Overactivation of the Renin-Angiotensin System (RAS) is linked to oxidative stress and inflammation, contributing to the pathogenesis of Paclitaxel-Induced Peripheral Neuropathy (PIPN). Corn Silk Extract (CSE) exhibits neuroprotective activity through its antioxidant, anti-inflammatory, and anti-apoptotic properties. This study aims to evaluate the protective effects of CSE against PIPN through the modulation of oxidative, inflammatory, and RAS-related signals.

Material and methods

CSE was analyzed for its phenolic and flavonoid content and its antioxidant activity.
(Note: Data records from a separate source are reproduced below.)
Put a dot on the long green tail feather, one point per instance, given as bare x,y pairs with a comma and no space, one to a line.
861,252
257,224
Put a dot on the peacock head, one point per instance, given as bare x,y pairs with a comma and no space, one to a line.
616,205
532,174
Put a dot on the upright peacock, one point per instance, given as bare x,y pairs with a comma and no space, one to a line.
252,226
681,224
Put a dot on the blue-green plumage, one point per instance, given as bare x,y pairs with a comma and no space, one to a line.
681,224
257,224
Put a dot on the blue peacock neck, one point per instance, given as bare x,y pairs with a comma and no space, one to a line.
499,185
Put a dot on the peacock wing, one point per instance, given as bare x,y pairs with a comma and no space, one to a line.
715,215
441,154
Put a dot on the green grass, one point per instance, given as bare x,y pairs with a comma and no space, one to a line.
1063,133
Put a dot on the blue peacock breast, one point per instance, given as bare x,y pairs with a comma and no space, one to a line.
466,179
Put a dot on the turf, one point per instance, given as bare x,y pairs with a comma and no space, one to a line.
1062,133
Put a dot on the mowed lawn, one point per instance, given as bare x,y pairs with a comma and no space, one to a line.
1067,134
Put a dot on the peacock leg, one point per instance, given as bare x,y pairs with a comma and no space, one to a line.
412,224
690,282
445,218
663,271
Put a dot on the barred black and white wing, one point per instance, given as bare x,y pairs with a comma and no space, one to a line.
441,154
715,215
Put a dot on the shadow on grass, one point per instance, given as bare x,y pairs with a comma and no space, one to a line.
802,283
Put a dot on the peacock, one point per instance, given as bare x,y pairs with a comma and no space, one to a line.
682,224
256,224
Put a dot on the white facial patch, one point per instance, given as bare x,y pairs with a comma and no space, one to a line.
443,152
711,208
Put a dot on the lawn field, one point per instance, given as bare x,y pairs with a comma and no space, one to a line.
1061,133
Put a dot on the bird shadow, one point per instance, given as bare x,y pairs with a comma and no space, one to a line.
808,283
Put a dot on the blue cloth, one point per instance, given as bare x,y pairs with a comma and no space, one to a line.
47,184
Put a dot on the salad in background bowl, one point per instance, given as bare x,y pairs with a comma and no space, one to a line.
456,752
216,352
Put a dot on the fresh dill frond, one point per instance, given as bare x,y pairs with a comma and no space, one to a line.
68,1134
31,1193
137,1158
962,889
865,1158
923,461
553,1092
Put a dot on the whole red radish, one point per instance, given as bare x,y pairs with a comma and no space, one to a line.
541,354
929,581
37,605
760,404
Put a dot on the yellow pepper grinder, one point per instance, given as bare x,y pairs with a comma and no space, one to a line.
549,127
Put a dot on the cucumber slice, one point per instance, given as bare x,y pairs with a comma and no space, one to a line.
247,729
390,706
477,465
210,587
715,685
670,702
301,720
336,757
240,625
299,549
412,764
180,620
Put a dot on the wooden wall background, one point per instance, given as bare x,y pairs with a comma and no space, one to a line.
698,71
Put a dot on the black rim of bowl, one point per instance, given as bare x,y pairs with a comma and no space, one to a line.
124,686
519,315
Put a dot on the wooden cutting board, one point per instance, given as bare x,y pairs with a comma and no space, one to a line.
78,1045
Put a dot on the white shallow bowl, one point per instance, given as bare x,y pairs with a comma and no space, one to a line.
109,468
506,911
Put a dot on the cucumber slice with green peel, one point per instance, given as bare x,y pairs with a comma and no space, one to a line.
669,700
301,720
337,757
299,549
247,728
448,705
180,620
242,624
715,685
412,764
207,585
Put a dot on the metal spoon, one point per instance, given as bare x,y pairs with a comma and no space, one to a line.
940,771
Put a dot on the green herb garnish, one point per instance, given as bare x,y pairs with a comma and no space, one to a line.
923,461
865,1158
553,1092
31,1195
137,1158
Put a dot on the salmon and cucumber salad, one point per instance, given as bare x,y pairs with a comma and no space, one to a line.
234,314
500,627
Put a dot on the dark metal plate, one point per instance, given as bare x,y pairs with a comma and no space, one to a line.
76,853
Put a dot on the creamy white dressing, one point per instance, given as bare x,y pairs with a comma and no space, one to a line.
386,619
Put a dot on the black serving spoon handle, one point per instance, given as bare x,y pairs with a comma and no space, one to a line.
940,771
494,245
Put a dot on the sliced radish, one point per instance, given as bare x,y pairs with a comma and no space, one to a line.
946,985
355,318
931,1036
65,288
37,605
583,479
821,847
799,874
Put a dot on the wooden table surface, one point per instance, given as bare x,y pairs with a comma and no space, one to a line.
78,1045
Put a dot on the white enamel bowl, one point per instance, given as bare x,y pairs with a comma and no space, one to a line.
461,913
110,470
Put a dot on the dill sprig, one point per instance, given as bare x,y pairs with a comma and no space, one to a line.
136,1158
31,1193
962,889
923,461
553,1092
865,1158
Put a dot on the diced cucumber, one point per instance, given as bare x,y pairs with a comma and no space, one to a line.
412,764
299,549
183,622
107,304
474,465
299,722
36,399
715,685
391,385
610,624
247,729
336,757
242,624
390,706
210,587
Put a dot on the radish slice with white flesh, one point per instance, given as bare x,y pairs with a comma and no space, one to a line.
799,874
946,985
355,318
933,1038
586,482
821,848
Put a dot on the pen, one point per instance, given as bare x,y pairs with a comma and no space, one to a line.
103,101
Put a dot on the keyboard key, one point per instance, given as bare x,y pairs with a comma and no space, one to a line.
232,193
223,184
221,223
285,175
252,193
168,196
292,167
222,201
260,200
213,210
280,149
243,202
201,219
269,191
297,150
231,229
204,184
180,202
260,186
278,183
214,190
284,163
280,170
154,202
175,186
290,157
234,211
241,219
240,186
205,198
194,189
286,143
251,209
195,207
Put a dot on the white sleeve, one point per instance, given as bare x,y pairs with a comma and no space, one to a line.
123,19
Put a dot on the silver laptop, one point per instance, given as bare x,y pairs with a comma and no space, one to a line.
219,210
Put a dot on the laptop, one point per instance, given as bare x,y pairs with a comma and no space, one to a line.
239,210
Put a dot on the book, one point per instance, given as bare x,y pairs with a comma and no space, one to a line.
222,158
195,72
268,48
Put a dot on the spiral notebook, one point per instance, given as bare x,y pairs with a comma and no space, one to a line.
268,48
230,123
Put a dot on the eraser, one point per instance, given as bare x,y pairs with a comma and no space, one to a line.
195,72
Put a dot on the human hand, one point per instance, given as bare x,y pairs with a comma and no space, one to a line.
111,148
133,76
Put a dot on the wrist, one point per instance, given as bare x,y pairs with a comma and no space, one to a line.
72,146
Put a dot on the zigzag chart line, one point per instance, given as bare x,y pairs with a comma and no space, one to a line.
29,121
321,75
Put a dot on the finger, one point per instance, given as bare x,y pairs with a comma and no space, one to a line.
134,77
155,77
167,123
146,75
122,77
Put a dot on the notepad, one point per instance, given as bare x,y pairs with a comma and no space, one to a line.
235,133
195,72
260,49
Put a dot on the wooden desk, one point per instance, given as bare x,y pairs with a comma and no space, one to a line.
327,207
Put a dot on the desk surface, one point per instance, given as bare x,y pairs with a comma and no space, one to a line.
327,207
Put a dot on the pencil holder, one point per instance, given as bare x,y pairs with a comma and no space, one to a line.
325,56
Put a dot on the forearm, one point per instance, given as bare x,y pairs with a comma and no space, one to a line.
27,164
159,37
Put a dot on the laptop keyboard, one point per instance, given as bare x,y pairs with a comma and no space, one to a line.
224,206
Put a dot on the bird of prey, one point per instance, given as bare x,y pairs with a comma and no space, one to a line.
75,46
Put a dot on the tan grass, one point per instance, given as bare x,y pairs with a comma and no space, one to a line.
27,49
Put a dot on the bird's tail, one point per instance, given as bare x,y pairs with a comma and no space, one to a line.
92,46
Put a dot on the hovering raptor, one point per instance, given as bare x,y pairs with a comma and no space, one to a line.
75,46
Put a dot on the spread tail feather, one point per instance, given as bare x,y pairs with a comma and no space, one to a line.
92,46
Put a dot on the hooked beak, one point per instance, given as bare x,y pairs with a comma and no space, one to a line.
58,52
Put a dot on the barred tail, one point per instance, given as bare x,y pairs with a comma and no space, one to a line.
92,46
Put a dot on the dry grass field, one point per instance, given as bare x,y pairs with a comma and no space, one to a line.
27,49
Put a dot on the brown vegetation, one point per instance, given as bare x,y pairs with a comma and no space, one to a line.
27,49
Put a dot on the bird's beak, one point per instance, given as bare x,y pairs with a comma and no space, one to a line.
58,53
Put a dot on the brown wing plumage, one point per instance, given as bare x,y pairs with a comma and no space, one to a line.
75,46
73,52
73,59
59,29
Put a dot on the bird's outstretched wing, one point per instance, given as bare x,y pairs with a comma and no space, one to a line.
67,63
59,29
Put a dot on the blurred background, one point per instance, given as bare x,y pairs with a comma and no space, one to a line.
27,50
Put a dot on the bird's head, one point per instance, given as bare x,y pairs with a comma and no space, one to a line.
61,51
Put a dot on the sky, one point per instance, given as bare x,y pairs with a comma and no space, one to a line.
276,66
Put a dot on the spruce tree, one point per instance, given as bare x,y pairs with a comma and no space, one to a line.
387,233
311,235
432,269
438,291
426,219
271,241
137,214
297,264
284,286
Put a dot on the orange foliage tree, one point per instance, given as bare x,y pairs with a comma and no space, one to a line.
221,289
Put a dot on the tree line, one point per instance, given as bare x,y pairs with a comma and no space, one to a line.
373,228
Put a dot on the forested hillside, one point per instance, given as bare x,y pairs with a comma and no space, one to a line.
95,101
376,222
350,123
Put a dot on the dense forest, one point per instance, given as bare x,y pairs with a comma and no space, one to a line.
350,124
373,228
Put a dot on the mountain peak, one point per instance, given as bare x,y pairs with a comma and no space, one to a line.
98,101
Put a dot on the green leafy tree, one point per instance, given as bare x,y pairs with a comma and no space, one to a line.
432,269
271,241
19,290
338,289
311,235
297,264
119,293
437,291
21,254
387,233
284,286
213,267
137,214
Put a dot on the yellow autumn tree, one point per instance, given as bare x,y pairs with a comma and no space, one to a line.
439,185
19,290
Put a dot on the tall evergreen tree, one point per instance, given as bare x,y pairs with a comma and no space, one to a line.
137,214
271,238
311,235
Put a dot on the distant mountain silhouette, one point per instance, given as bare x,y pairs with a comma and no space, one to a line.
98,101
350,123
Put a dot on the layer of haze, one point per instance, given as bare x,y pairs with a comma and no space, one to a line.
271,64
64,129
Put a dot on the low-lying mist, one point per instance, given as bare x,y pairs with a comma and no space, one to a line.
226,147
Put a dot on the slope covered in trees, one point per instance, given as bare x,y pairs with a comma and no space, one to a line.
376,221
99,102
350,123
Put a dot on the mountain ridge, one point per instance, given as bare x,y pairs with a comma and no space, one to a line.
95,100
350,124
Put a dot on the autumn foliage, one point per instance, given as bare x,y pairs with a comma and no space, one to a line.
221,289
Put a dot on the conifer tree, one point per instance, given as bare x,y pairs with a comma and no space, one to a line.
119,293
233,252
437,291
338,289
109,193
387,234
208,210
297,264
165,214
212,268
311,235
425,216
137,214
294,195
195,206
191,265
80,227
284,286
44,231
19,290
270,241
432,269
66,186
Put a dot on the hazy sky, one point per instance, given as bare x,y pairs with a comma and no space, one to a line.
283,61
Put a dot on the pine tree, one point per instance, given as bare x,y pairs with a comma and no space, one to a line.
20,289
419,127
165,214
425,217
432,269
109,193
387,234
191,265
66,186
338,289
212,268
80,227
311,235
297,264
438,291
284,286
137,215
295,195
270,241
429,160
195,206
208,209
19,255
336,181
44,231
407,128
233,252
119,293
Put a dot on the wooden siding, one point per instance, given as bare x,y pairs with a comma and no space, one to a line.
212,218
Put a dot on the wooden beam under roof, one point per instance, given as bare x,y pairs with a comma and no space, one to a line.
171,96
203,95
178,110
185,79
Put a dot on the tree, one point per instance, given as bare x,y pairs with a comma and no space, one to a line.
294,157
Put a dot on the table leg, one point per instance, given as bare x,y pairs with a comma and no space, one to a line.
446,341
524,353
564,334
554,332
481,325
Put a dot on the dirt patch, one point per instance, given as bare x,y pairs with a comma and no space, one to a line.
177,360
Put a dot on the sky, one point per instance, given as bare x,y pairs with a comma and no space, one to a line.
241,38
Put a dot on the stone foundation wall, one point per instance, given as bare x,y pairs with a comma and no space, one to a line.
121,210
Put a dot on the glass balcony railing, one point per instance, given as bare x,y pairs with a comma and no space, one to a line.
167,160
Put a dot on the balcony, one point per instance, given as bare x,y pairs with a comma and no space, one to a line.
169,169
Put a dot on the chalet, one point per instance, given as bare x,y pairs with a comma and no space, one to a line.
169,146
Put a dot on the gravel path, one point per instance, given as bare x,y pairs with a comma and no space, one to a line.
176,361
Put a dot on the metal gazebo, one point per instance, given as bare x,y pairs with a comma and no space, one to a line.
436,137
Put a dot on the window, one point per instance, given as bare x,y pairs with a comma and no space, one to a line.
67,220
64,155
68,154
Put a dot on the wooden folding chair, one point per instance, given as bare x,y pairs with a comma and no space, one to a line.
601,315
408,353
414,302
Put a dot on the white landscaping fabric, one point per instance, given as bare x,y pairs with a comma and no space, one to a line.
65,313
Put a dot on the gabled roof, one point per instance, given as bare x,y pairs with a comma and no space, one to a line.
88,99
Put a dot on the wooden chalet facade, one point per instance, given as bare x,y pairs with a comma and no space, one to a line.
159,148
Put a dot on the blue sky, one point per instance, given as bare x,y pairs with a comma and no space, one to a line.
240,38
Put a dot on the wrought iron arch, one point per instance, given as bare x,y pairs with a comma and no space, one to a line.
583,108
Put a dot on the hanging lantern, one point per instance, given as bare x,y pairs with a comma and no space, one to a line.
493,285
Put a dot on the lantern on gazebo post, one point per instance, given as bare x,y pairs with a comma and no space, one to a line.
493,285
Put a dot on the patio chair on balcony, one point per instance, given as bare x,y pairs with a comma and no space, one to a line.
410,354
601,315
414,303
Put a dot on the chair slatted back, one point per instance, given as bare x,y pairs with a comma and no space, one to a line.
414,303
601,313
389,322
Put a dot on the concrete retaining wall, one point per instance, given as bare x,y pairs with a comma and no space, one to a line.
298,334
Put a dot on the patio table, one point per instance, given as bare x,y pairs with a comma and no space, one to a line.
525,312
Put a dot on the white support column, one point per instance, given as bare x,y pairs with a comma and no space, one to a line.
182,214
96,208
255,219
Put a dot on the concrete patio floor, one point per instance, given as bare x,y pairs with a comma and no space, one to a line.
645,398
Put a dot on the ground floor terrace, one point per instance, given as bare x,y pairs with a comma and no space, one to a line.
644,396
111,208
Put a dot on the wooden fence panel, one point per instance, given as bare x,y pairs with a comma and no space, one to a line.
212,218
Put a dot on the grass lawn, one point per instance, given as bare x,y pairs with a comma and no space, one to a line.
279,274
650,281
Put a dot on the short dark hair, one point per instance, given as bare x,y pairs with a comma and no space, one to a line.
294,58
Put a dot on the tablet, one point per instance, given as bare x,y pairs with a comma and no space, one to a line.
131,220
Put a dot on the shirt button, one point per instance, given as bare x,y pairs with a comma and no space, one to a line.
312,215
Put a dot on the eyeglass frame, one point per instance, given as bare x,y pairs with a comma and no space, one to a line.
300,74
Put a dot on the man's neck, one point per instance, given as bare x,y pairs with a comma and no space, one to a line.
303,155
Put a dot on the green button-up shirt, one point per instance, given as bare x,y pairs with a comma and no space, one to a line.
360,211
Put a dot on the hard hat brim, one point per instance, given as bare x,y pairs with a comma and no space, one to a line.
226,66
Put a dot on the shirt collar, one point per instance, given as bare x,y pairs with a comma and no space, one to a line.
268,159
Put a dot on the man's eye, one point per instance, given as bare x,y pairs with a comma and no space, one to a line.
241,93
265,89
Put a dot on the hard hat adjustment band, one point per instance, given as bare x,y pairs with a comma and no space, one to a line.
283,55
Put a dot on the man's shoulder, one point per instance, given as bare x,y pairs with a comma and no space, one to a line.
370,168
The study involved four experimental groups: Control, CSE (400 mg/kg/day), Paclitaxel (PTX) (2 mg/kg, i.p. on days 1st, 3rd, 5th, and 7th), and PTX + CSE. Behavioral tests, biochemical analyses, histological evaluations, and molecular docking were conducted to assess the effects of CSE.

Results

PTX-induced hyperalgesia, increased nitric oxide, nuclear factor kappa B (NF-κB), Myeloperoxidase (MPO), Angiotensin-Converting Enzyme (ACE), angiotensin II, aldosterone, high mobility group box 1 protein, and decreased glutathione, total antioxidant capacity, and inhibitor of nuclear factor kappa B alpha. It induced spinal cord and sciatic nerve neuron damage, axonal demyelination, and reduced Schwann cells number. CSE administration with PTX improved behavioral responses, reduced oxidative and inflammatory markers, restored antioxidant and RAS signal balance, and preserved nerve tissue structure. Docking showed strong binding of CSE components with NF-κB, MPO, and ACE, suggesting direct inhibitory interactions.

Conclusion

CSE attenuates PINP by reducing oxidative stress, inflammation, and RAS dysregulation while preserving neuronal and nerve structure. In silico results support the effects of CSE components on multiple inflammatory pathways, highlighting its therapeutic potential.